Maybe I’m finding this all the sweeter too because I feel I know what I’m doing with a 9 month old and I feel all at sea dealing with an aggressive preschooler. I’m not sure, but they are scary, strong feelings. The sort of feelings that we are taught to be ashamed of and hide. It’s not cool to declare that you really like one of your children more than the other. No, no, no.
I’m even more acutely aware of the feelings I’ve had over the past couple of weeks because my mother didn’t heed social norms and was quite happy to tell anyone who asked that I was her favourite child. I’m sure that my brothers resented me for this and it caused all manner of problems in our family. It still does if I’m to be brutally honest.
In an effort not to allow my feelings to impact on Sun or Shine, I made sure I forced myself to spend time with Sun and read him stories and tickle him and tell him how much I love him. I say, ‘forced myself’, because it was, I’m sad to say, a bit of an effort. My instinct was to carry on cuddling Shine and distance myself from Sun. I thought about it though, and the Woman’s Hour program touched on this too, and I realised that if I acted on my instincts he would feel there was a reason that he wasn’t as lovable as his sister.
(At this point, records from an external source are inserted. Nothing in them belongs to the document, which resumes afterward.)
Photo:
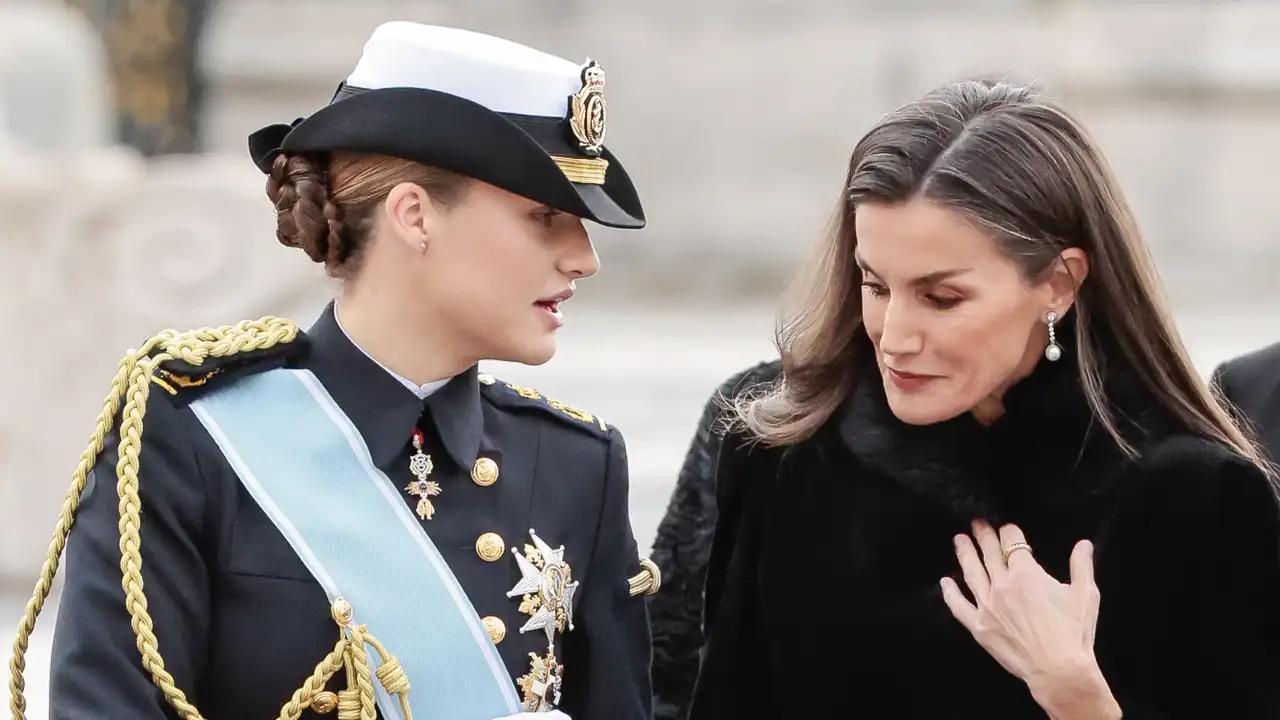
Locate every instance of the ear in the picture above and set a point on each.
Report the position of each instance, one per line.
(410, 215)
(1064, 278)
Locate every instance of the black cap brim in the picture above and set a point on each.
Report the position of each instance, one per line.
(512, 153)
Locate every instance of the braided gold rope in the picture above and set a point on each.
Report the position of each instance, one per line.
(132, 383)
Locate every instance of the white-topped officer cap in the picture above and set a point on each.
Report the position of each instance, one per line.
(479, 105)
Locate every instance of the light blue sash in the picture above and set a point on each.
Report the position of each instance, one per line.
(309, 469)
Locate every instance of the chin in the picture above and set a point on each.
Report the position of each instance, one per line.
(530, 352)
(919, 409)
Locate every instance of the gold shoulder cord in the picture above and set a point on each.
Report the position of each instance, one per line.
(133, 383)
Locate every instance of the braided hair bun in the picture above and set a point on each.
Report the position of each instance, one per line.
(305, 215)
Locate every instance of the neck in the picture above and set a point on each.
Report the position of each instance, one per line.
(990, 410)
(411, 343)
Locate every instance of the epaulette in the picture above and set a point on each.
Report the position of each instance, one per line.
(184, 379)
(510, 395)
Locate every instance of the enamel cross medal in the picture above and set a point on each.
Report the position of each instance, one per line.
(547, 584)
(420, 464)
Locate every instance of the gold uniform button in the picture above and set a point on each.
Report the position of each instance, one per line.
(324, 702)
(484, 473)
(342, 611)
(490, 546)
(496, 627)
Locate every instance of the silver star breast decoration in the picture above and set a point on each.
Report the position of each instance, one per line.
(547, 584)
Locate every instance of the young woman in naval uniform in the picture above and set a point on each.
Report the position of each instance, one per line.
(351, 519)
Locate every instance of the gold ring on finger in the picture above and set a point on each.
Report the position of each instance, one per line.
(1014, 548)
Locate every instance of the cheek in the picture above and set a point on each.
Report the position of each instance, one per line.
(984, 347)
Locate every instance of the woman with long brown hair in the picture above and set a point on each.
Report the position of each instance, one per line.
(988, 482)
(353, 520)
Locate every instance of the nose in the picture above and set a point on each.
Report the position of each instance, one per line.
(577, 254)
(899, 332)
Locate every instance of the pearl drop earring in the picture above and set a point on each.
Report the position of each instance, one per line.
(1054, 351)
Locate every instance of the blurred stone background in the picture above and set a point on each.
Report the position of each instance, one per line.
(128, 204)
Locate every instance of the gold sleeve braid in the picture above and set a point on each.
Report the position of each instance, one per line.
(132, 383)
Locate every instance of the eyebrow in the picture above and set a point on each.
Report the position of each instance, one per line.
(920, 281)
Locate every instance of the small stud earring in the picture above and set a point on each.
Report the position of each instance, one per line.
(1054, 351)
That he wasn’t worth loving as much as her. At that point in the program I did have a little cry. Sometimes hearing it said out loud really hurts.
Thankfully, things at playgroup are getting better with every session and so are things at home. In fact, Sun is being (almost suspiciously) ultra loving towards me and his sister again. I can’t help but wonder if, despite my best efforts to hide my feelings, he was onto me and he sensed he needed to up his game. I hope not. I never want him to feel that he’s not as loved, or lovable, as his sister. Of course I love them both equally, passionately. It’s just sometimes I don’t like them equally.